The Tiger is the mascot of the Clemson Tigers, the athletic teams of Clemson University in Clemson, South Carolina. The anthropomorphized tiger is costumed in Acrylic/polyester fur, and in recent years wears a football, basketball, or baseball jersey or a T-shirt. The Tiger has a smaller companion, The Cub, who wears shorts, oversized sneakers, and a jersey numbered 1/2.

==History==
Clemson's athletic teams have been nicknamed the Tigers since 1896, when coach (and later university president) Walter Merritt Riggs brought the name from his alma mater, Auburn University. The school's first costumed mascot was the Southern Gentleman, a student dressed in a purple formal suit with a top hat and cane. The name came from a Greenville News editor's nickname for Clemson students, and was discontinued in 1972. The first costumed tiger mascot appeared in 1954. A smaller, ostensibly younger, companion named The Cub was introduced in 1993.
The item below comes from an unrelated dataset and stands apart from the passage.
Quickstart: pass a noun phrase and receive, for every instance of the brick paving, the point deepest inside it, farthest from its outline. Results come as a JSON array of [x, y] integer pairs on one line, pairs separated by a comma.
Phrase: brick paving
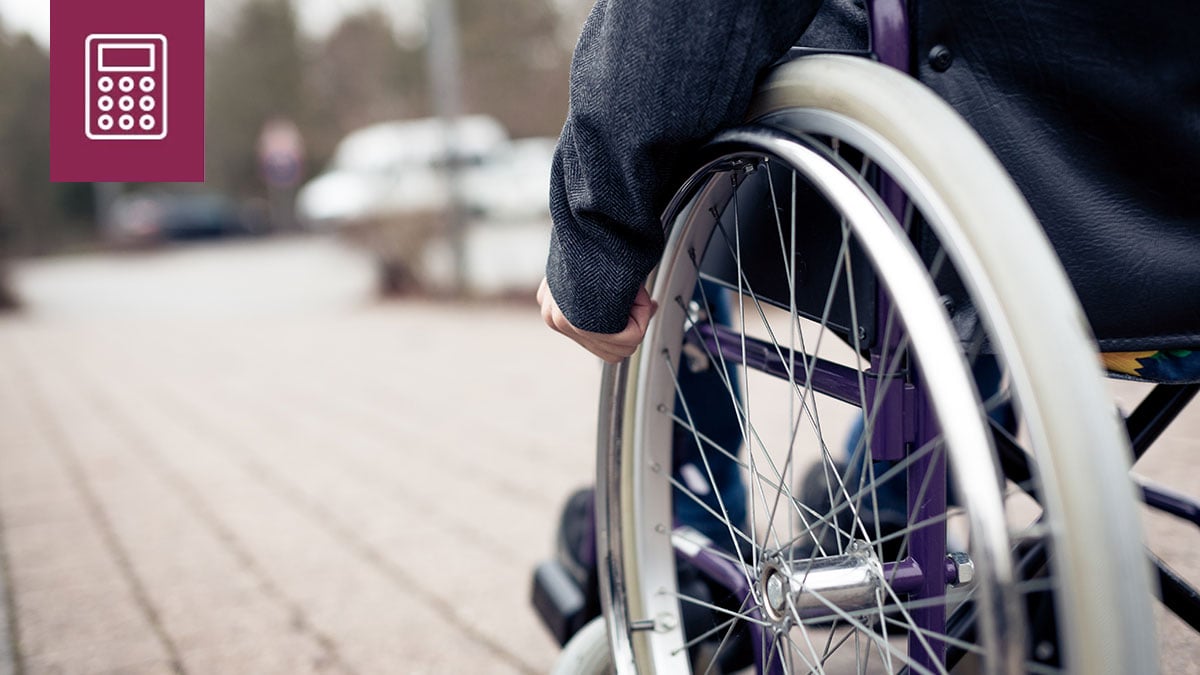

The Tiger's wide, yellow eyes are perceived by some as frightening. In 2014, CBSSports.com named The Tiger #4 on its list of ten scariest college football mascots.

==Traditions==
In 1978, mascot Zach Mills began the tradition of doing a number push-ups after every score equal to the number of points Clemson had in the game. Mills performed 287 push-ups in that game, a record that was later eclipsed by Ricky Capps, who performed 465 push-ups (including help from the Wake Demon Deacon) in an 82–24 victory over Wake Forest during the 1981 national championship season. The tradition is now commonly emulated by other college mascots.

The university maintains approximately four Tiger and Cub costumes.